Early stopping and timeout in optuna – Passion is like genius; a miracle.

I have previously explained how to run optuna in parallel. Here, I’d like to explain how one can apply timeout and early stopping.

First thing to understand is the use of Manager. It’s required to safely passing around variables in multiprocessing context. In the code below, success, pruneded, failure counters are passed so that multiprocessing optimization can access and update them safely.

        with Manager() as manager:
            self._start_time = time.time()
            self._n_success = manager.Value("i", 0)
            self._n_pruned = manager.Value("i", 0)
            self._n_failure = manager.Value("i", 0)

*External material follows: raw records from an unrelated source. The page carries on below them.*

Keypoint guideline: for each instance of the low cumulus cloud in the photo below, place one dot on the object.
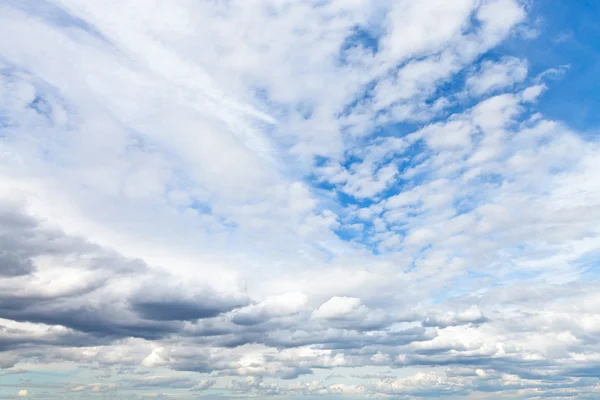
(336, 198)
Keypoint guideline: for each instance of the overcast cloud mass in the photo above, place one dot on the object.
(296, 199)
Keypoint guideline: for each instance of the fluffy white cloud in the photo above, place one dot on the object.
(258, 197)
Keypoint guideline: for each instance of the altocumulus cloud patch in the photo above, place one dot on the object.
(308, 199)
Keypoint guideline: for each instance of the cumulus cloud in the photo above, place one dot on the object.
(334, 198)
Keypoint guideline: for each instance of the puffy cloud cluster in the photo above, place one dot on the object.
(282, 198)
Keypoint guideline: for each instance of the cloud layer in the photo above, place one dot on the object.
(281, 198)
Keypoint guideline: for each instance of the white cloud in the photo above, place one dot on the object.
(249, 197)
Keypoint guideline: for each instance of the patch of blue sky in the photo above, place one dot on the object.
(55, 15)
(569, 36)
(362, 38)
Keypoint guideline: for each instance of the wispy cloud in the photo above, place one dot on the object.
(280, 198)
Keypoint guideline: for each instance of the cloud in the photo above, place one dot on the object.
(321, 187)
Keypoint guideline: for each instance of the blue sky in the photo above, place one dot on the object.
(282, 199)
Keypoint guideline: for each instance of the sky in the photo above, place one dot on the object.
(332, 199)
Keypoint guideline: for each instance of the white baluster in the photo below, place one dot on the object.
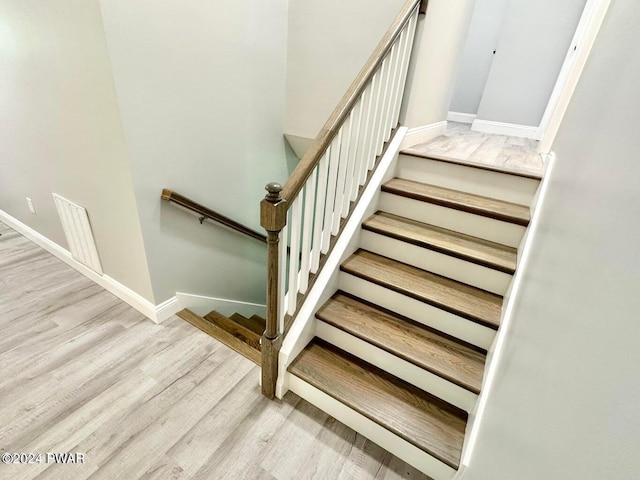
(342, 173)
(307, 220)
(319, 207)
(395, 80)
(386, 82)
(353, 174)
(331, 191)
(398, 87)
(370, 156)
(282, 273)
(367, 130)
(294, 253)
(405, 66)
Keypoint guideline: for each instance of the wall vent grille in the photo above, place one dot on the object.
(77, 229)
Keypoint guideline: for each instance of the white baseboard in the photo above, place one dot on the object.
(499, 128)
(423, 134)
(166, 309)
(148, 309)
(461, 117)
(202, 305)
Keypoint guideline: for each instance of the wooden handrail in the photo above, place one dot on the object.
(338, 164)
(204, 212)
(312, 157)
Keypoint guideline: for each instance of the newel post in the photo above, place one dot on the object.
(273, 217)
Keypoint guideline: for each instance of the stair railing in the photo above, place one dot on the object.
(205, 213)
(306, 214)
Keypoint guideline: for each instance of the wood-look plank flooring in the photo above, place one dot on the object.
(83, 372)
(467, 202)
(411, 341)
(511, 153)
(455, 297)
(225, 331)
(459, 245)
(419, 418)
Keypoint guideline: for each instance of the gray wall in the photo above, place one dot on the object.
(61, 132)
(436, 58)
(532, 47)
(484, 33)
(201, 90)
(328, 43)
(565, 403)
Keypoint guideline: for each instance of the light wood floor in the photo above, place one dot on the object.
(513, 153)
(80, 371)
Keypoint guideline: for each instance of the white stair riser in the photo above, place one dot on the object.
(451, 267)
(468, 223)
(511, 188)
(371, 430)
(423, 379)
(441, 320)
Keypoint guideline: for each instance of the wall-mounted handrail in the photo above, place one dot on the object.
(207, 213)
(304, 216)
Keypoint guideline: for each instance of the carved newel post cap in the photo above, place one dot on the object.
(274, 190)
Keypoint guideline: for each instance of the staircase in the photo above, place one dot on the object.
(400, 348)
(386, 272)
(239, 333)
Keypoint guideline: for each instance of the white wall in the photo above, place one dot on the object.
(532, 47)
(201, 91)
(482, 39)
(328, 44)
(61, 132)
(436, 59)
(565, 402)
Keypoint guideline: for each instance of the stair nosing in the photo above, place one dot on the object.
(424, 365)
(456, 205)
(367, 414)
(471, 164)
(446, 308)
(435, 248)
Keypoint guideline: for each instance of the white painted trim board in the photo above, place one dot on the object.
(495, 353)
(201, 305)
(461, 117)
(500, 128)
(572, 68)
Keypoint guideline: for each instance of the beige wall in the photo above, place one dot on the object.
(60, 130)
(438, 48)
(328, 43)
(201, 90)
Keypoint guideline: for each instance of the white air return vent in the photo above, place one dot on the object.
(77, 229)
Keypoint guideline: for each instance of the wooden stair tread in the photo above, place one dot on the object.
(254, 323)
(216, 326)
(419, 418)
(455, 297)
(413, 342)
(459, 245)
(516, 171)
(467, 202)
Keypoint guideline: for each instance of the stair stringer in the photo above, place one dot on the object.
(494, 352)
(303, 328)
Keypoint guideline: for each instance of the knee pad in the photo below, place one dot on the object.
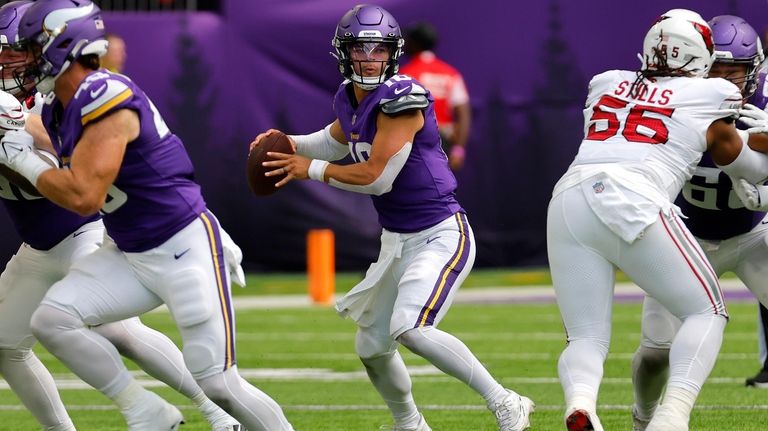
(652, 357)
(658, 330)
(189, 298)
(48, 321)
(371, 344)
(216, 387)
(411, 338)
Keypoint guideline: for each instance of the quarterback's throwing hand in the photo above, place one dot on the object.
(14, 143)
(17, 152)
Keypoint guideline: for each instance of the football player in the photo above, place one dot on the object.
(644, 134)
(53, 239)
(387, 123)
(732, 237)
(161, 245)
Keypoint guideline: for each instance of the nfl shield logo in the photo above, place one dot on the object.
(598, 187)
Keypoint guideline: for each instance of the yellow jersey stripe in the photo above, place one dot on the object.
(447, 271)
(220, 284)
(107, 106)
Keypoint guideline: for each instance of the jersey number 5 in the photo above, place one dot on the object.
(655, 132)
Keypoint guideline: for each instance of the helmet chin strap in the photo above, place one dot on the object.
(47, 84)
(368, 83)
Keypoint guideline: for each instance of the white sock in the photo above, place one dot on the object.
(390, 378)
(209, 409)
(151, 350)
(34, 385)
(679, 402)
(254, 409)
(650, 371)
(129, 396)
(580, 368)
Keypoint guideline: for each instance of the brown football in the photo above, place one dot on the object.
(260, 184)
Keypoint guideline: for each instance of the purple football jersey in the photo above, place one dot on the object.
(424, 192)
(714, 211)
(154, 195)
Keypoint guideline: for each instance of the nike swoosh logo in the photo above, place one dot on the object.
(98, 92)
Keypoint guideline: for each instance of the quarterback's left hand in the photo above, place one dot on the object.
(294, 167)
(17, 152)
(754, 196)
(233, 256)
(754, 118)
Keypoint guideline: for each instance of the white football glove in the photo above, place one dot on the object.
(12, 116)
(233, 256)
(17, 152)
(753, 196)
(754, 118)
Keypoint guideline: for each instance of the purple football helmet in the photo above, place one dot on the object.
(736, 42)
(367, 24)
(12, 59)
(57, 32)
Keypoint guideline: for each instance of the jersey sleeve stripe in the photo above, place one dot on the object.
(106, 106)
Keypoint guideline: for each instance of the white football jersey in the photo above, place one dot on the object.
(644, 143)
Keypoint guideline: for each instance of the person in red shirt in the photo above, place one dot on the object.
(446, 84)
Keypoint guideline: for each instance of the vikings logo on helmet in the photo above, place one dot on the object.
(680, 41)
(367, 24)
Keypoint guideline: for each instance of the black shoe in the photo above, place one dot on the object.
(759, 381)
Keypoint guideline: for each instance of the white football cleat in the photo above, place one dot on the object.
(638, 423)
(513, 413)
(582, 420)
(421, 426)
(153, 414)
(224, 422)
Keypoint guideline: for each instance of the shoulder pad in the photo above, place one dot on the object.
(403, 98)
(97, 96)
(724, 92)
(11, 113)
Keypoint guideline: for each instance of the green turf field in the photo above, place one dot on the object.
(304, 358)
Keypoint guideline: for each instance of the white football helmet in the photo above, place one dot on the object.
(679, 42)
(12, 116)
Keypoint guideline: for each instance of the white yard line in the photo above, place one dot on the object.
(478, 295)
(382, 407)
(421, 373)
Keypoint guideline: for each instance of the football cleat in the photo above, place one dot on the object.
(582, 420)
(663, 420)
(513, 413)
(638, 423)
(421, 426)
(153, 414)
(760, 380)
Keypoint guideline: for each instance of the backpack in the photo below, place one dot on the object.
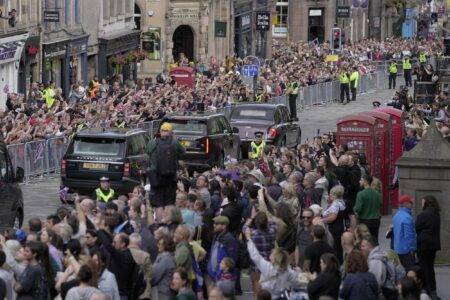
(167, 162)
(197, 285)
(243, 260)
(138, 282)
(288, 241)
(393, 275)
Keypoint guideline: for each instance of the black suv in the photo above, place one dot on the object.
(117, 153)
(207, 138)
(11, 204)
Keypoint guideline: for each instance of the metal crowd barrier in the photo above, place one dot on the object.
(38, 158)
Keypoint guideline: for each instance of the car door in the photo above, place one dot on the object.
(291, 131)
(232, 138)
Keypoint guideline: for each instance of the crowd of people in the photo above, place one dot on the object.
(303, 223)
(46, 113)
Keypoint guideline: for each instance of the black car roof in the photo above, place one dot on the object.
(112, 132)
(257, 104)
(193, 116)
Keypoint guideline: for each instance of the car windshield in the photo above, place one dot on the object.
(98, 146)
(189, 126)
(253, 113)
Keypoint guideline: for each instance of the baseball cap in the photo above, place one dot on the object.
(221, 220)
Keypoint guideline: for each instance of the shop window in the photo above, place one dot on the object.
(281, 20)
(67, 12)
(77, 10)
(152, 43)
(112, 8)
(120, 7)
(105, 9)
(128, 7)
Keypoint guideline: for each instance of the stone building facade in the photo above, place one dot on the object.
(199, 29)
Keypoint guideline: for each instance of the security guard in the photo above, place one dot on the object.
(120, 122)
(354, 81)
(49, 95)
(104, 193)
(392, 74)
(407, 70)
(292, 91)
(345, 86)
(257, 146)
(422, 57)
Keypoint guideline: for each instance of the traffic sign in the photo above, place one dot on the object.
(250, 70)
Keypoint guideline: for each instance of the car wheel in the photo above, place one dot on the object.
(18, 219)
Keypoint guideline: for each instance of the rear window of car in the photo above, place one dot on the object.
(251, 113)
(189, 126)
(98, 146)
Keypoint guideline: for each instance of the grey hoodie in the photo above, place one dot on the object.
(377, 259)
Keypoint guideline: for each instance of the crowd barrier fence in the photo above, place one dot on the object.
(43, 157)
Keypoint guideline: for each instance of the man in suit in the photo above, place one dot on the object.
(142, 258)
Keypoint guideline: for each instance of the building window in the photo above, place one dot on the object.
(105, 10)
(120, 7)
(67, 12)
(128, 7)
(112, 8)
(281, 20)
(77, 10)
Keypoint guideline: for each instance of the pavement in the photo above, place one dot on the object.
(41, 197)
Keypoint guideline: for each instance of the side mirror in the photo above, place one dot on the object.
(20, 174)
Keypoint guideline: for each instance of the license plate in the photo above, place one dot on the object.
(95, 166)
(185, 143)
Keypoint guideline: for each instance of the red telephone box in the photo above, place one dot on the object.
(358, 133)
(398, 135)
(183, 76)
(383, 137)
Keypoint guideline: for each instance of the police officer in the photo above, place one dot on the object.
(164, 153)
(407, 70)
(344, 80)
(392, 74)
(257, 146)
(120, 122)
(354, 81)
(104, 193)
(422, 57)
(292, 91)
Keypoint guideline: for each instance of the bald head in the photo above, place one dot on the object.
(348, 241)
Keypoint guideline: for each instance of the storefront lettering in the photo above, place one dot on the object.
(185, 13)
(354, 129)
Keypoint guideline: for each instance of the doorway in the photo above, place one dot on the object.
(316, 25)
(183, 42)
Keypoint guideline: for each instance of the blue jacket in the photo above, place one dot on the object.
(405, 240)
(224, 245)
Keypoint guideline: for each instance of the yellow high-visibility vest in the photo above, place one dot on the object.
(343, 78)
(354, 77)
(104, 197)
(257, 150)
(422, 58)
(393, 68)
(406, 64)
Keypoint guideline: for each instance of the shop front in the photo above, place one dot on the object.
(10, 54)
(29, 64)
(119, 54)
(65, 62)
(243, 31)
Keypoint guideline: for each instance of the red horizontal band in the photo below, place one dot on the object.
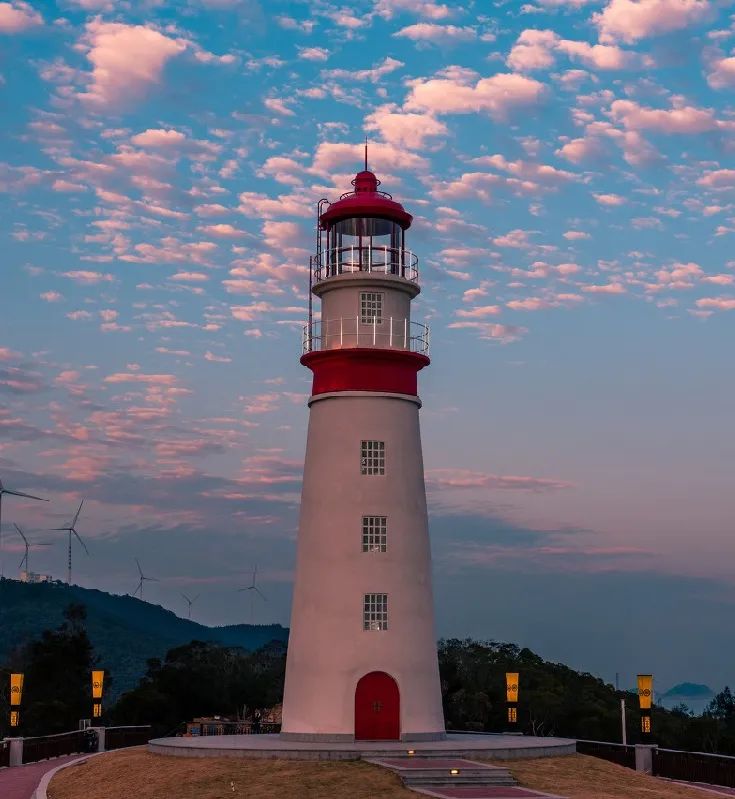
(365, 369)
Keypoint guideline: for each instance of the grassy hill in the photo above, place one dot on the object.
(124, 630)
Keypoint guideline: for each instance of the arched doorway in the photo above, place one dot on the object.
(377, 708)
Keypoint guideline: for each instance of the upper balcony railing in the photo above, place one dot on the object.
(380, 260)
(351, 332)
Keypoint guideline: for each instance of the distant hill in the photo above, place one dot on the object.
(124, 630)
(689, 690)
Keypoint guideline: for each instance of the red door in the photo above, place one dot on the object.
(377, 708)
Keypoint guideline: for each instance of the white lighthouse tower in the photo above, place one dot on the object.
(362, 658)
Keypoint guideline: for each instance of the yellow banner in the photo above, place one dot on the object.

Actual use of those variables happens in a callback by callling optimize as below.

study.optimize(..., callbacks=[YourMonitoringClass(n_success=self._n_success, ...)]

Now, the monitoring class can receive those variables safely. And in your class’s __call__ , we call the functions below to decide early stop. Additionally, you can record # of success, failures, etc.

    def __call__(self, study: optuna.Study, trial: optuna.trial.FrozenTrial):
        match trial.state:
            case optuna.trial.TrialState.FAIL:
                self._n_failure.value += 1
                status_to_log = Status.FAILED
                log_level = logging.ERROR
            case optuna.trial.TrialState.PRUNED:
                self._n_pruned.value += 1
                status_to_log = Status.PRUNED
                log_level = logging.INFO
            case optuna.trial.TrialState.COMPLETE:
                self._n_success.value += 1
                status_to_log = Status.FINISHED
                log_level = logging.INFO
        n_finished = (
            self._n_success.value + self._n_pruned.value + self._n_failure.value
        )
        ... log progress ...
        self._may_timeout(study)
        self._may_early_stop(study)

    def _may_timeout(self, study: optuna.Study):
        if time.time() - self._start_time > self._timeout:
            ... log that this is timeout ...
            study.stop()

    def _may_early_stop(self, study: optuna.Study):
        if self._early_stopping_config is None:
            return
        trials = [t.value for t in study.trials if t.value is not None]
        if len(trials) < self._early_stopping_config.patience:
            return
        recent_trials = trials[-self._early_stopping_config.patience :]
        recent_std = np.std(recent_trials)
        if recent_std < self._early_stopping_config.threshold:
            ... log that this is early stop ...
            study.stop()

Also, keep in mind that you need to early stop using validation data.